Communication-efficient View-Pooling for Distributed Multi-View Neural Networks
Manik Singhala, Vijay Raghunathanb and Anand Raghunathanc
School of Electrical and Computer Engineering, Purdue University
amsingha@purdue.edu
bvr@purdue.edu
craghunathan@purdue.edu
ABSTRACT
Multi-view object detection or the problem of detecting an object using multiple viewpoints, is an important problem in computer vision with varied applications such as distributed smart cameras and collaborative drone swarms. Multi-view object detection algorithms based on deep neural networks (DNNs) achieve high accuracy by view pooling, or aggregating features corresponding to the different views. However, when these algorithms are realized on networks of edge devices, the communication cost incurred by view pooling often dominates the overall latency and energy consumption.

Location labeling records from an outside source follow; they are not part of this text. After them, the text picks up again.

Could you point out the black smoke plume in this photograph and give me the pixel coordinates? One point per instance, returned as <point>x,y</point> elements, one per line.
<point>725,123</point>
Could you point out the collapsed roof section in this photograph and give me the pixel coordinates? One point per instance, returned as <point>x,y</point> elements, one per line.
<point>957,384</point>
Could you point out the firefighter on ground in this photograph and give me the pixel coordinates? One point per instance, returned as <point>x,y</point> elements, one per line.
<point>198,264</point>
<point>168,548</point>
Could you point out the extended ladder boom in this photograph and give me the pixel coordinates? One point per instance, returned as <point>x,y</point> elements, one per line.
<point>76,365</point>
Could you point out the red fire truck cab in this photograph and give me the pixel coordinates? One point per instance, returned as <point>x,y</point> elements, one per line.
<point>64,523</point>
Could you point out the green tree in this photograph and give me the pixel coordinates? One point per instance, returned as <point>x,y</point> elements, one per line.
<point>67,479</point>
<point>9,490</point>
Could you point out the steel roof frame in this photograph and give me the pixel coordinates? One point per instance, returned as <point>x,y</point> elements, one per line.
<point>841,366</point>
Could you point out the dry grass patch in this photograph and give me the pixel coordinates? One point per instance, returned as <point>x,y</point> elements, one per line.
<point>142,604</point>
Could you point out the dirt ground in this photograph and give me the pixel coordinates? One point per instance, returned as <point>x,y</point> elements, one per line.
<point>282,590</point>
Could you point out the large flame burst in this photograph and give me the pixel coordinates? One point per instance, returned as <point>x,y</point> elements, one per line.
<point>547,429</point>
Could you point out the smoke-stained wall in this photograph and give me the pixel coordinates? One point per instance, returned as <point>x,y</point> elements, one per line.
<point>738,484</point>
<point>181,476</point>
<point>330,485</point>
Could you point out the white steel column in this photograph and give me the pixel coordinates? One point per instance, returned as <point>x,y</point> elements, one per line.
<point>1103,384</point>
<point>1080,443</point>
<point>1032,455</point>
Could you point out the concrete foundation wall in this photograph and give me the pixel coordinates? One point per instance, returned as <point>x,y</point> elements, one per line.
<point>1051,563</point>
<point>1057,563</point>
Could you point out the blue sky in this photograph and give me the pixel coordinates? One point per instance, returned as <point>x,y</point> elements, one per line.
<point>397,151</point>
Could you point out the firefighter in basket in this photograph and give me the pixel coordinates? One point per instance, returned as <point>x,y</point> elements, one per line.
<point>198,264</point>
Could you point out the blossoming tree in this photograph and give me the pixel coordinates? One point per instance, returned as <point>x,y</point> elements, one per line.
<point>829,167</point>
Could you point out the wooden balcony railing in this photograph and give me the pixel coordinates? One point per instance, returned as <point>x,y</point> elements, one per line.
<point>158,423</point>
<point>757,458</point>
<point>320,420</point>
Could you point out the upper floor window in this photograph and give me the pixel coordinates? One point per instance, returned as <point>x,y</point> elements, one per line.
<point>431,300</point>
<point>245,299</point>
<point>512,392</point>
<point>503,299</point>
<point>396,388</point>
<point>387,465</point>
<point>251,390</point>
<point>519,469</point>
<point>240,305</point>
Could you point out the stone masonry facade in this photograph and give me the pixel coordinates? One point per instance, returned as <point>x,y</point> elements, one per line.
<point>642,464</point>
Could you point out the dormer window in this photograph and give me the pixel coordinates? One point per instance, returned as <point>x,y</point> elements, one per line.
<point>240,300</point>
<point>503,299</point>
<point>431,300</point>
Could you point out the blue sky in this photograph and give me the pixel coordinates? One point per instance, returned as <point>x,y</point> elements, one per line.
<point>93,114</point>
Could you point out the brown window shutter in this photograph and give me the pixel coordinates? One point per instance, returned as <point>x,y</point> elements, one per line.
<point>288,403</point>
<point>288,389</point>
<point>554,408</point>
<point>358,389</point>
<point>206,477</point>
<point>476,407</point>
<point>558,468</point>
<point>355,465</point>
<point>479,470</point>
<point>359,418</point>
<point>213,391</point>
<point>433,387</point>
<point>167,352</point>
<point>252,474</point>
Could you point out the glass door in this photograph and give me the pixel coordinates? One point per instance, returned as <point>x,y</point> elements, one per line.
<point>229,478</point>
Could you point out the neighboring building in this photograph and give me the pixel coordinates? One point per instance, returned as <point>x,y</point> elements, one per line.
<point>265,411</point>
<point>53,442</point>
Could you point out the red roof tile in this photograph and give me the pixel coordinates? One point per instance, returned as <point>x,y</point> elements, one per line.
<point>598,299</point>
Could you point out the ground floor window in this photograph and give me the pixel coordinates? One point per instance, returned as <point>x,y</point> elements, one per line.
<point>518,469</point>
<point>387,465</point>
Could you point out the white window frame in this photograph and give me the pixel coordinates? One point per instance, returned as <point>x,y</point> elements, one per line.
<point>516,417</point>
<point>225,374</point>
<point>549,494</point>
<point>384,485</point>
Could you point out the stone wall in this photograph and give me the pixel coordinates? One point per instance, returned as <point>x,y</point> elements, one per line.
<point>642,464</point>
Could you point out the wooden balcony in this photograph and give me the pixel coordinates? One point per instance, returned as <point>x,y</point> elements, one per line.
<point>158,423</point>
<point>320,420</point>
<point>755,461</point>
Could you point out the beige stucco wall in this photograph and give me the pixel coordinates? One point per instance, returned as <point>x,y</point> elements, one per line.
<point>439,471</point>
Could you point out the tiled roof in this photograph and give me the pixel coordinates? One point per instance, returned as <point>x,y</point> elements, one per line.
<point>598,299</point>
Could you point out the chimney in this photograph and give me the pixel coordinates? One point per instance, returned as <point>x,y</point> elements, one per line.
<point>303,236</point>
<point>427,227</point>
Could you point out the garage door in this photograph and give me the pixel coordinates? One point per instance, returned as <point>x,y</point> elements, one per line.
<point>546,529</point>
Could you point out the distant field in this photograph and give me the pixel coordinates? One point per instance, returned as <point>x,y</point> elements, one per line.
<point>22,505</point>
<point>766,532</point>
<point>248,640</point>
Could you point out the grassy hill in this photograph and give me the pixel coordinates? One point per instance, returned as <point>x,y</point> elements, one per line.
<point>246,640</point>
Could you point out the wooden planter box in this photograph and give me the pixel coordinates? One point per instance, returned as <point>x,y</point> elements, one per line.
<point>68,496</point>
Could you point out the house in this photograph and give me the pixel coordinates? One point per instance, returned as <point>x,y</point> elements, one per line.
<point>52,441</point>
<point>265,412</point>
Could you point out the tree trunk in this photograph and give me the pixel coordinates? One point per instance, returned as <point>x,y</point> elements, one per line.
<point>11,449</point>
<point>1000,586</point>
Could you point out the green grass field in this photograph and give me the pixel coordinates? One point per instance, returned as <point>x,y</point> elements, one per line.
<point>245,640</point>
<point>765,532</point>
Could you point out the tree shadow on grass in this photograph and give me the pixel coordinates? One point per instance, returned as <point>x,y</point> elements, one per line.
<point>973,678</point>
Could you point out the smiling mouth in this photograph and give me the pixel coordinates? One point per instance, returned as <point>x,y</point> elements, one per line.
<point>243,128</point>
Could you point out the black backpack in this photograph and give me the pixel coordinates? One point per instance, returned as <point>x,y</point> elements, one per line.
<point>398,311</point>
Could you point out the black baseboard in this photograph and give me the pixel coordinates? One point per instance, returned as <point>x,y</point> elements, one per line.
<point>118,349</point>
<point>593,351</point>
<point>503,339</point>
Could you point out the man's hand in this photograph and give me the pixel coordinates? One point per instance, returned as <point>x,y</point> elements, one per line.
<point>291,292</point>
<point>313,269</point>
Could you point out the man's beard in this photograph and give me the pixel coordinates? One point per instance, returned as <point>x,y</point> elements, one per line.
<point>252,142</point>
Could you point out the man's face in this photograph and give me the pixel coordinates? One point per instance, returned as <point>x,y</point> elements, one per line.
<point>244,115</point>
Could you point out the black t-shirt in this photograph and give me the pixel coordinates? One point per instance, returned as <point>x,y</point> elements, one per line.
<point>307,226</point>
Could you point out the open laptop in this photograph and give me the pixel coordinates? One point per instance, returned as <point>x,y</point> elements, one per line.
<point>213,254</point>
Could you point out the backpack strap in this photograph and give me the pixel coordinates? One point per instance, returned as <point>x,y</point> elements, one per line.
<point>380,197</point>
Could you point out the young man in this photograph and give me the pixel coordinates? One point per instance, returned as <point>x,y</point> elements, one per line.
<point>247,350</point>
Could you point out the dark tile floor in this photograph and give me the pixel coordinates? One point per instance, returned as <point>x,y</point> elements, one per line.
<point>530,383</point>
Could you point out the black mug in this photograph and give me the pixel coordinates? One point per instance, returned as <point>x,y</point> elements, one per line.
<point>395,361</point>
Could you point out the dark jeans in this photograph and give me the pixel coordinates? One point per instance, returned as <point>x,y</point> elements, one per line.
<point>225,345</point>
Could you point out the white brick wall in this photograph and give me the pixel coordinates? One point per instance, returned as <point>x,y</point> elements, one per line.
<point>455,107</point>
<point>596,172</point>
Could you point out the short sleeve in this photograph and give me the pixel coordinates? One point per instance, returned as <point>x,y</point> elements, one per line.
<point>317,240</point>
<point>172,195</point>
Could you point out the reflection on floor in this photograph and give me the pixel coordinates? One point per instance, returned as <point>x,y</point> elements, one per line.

In this paper, we propose techniques for communication efficient view pooling that can be used to improve the efficiency of distributed multi-view object detection and apply them to state-of-the-art multi-view DNNs. First, we propose significance-aware feature selection, which identifies and communicates only those features from each view that are likely to impact the pooled result (and hence, the final output of the DNN). Second, we propose multi-resolution view pooling, which divides views into dominant and non-dominant views, and down-scales the features from non-dominant views using an additional network layer before communicating them for pooling. The dominant and nondominant views are pooled separately and the results are jointly used to derive the final classification. We implement and evaluate the proposed pooling schemes using a model test-bed of twelve Raspberry Pi 3b+ devices and show that they achieve 9⨯ - 36⨯ reduction in data communicated and 1.8⨯ reduction in inference latency, with no degradation in accuracy.